Elimdeki çubuğu ateşe atıp ellerimle dizlerimi sararak tandırın sıcağına kaygılı gözlerimi bıraktım. Annem ılımış gözlemelerden birini bana uzattı. Tandırdan gözlerimi ayırmadan:
– Yemeyeceğim, dedim.
– Bir tadına bak bakalım, güzel olmuş mu?
Ben yine aynı isteksizlikle:
– Canım istemiyor, diye cevap verdim. Annem can sıkıntımı çoktan anladığından ısrar etmedi, gözlemeyi eski yerine koydu.
Elime yeni bir çubuk alıp toprağı eşelerken içimi kemiren kurdu bir an önce ortaya çıkarmak istiyordum. Bu sıkıntıyla:
– Okumak şart mı, diye sordum.
Annem:
– Okuyup büyük adam olacaksın, dedi sadece.
Köyümüzdeki ilkokulu başarıyla bitirmiştim.

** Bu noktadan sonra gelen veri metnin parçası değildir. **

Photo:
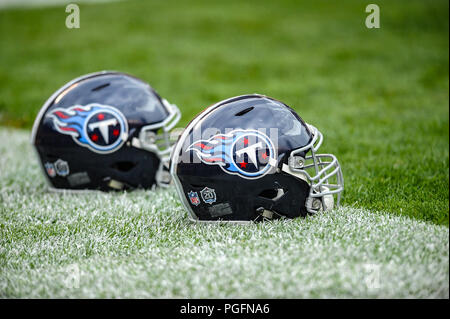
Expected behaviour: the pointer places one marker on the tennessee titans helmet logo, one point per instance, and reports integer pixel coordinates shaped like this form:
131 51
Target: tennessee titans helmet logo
248 153
102 129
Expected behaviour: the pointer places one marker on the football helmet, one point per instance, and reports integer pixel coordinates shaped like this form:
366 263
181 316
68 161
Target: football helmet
252 158
105 131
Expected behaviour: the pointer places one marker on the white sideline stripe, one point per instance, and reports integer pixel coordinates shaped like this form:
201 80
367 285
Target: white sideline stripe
4 4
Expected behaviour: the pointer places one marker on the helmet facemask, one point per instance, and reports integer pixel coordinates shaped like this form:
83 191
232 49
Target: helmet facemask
155 138
321 171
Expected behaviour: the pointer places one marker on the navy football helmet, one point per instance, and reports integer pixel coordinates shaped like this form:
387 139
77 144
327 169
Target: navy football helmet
105 131
252 158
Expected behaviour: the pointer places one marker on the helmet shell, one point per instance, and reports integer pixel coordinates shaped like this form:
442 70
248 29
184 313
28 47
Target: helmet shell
83 132
226 164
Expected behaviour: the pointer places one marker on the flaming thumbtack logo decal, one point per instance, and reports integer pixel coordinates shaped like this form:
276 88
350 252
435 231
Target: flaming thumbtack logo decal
101 128
247 153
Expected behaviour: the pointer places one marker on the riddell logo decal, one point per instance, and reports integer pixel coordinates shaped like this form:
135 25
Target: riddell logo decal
101 128
247 153
193 197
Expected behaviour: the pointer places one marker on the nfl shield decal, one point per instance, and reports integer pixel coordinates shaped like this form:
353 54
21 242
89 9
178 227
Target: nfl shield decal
50 168
208 195
249 154
102 129
193 197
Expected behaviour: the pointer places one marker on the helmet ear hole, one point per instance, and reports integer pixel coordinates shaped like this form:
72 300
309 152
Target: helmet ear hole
123 166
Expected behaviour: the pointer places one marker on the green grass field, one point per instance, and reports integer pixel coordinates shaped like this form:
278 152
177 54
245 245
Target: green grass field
380 96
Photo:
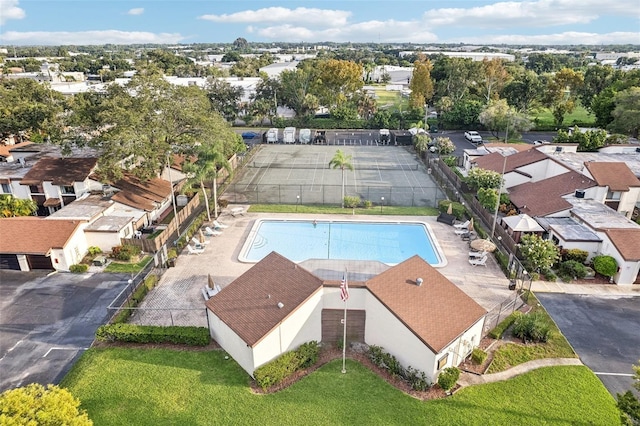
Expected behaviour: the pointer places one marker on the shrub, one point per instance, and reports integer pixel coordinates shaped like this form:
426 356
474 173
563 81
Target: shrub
571 269
605 265
578 255
417 379
351 202
125 252
35 404
497 332
132 333
533 327
79 268
478 356
448 378
93 250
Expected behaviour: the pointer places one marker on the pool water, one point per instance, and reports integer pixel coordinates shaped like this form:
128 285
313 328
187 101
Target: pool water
387 242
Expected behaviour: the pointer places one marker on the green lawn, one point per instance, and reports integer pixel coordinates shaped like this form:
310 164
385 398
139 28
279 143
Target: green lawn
128 267
320 209
120 386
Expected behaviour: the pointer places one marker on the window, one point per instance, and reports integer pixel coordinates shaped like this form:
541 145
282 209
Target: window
613 195
67 190
442 362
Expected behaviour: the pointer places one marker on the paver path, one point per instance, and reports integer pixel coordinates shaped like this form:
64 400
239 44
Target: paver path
470 379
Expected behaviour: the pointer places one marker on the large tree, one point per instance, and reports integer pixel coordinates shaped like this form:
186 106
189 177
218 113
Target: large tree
139 125
341 161
421 84
562 92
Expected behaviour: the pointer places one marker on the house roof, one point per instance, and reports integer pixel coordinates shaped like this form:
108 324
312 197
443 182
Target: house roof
626 242
617 176
496 161
34 235
60 171
5 150
249 305
141 194
545 196
436 312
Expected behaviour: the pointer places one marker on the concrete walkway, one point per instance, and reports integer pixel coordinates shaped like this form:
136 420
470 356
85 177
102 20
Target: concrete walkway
470 379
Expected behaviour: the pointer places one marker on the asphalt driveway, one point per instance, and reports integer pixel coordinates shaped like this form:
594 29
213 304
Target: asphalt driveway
603 330
46 322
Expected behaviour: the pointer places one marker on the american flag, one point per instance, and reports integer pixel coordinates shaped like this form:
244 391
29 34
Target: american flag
344 288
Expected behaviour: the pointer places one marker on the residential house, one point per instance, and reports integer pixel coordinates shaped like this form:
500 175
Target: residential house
410 309
55 182
620 187
40 243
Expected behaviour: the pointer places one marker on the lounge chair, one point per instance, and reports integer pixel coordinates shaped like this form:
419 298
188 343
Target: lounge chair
237 211
195 250
218 225
482 261
463 225
210 232
198 243
477 254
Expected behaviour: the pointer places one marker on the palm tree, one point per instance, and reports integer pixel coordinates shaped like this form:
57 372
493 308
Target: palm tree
205 166
342 161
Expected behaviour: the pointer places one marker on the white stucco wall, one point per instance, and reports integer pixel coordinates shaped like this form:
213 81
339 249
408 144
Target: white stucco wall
230 342
384 329
72 253
303 325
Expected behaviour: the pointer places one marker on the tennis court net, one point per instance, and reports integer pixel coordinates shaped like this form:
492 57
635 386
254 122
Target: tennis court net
378 165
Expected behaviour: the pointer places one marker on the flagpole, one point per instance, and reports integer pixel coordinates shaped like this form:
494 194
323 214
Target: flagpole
344 323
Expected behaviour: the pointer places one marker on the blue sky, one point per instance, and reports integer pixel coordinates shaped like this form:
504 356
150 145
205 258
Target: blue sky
54 22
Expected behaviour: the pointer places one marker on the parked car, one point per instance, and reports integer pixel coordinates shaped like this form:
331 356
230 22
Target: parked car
473 136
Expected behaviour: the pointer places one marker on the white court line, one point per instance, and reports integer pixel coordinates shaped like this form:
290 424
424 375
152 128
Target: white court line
599 373
63 349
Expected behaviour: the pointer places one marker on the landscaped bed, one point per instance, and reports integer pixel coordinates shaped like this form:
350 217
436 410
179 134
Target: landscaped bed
160 386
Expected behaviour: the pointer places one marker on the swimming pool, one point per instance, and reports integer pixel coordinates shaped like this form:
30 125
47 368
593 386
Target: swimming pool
299 240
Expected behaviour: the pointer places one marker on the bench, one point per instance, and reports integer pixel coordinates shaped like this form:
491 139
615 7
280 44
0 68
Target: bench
449 219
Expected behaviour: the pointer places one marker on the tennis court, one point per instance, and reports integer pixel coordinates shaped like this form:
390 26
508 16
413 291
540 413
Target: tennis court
300 174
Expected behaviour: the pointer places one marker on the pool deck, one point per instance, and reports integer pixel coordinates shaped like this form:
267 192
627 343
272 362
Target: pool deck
181 287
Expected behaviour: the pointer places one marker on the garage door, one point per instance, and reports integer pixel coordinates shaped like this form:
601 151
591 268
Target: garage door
38 261
9 261
333 328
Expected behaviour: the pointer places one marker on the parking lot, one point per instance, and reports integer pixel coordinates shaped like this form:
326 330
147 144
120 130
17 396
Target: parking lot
47 321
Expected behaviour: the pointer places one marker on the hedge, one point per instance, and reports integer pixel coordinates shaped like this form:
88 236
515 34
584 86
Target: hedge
276 371
132 333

Zaten biraz da bu yüzden beni okutmak istiyorlardı. Benim okumak gibi bir derdim yoktu. Annemin sıcak kucağından ayrılıp soğuk yurt odalarında uyumak bana göre değildi. Köyün diğer çocukları gibi köy işleriyle meşgul olmak istiyordum. Sürüleri otlatmak; otlatırken biraz kestirmek; ağaçlardan meyve toplamak; yakındaki ormandan soba için yakacak taşımak; ilkbahar geldiğinde koyunların, keçilerin, ineklerin yavrularını ilk karşılayan olmak; onlara arkadaşlarımla isimler koymak; her sabah bahçemizdeki domateslerin ne kadar kızardığını görmek istiyordum. Bütün bunları yaparken okula gidebilsem ne iyi olurdu. Köyde yapmayı en sevmediğim işler bile yatılı okumak fikrinden daha sevimsiz gelmiyordu bana. Ama köyümüzde ortaokul yoktu. Mevsimine göre şehirde inşaat işçiliği, boyacılık ya da köyde ırgatlık yapan babam beni ve benden on üç ay büyük ağabeyimi okutmakta kararlıydı.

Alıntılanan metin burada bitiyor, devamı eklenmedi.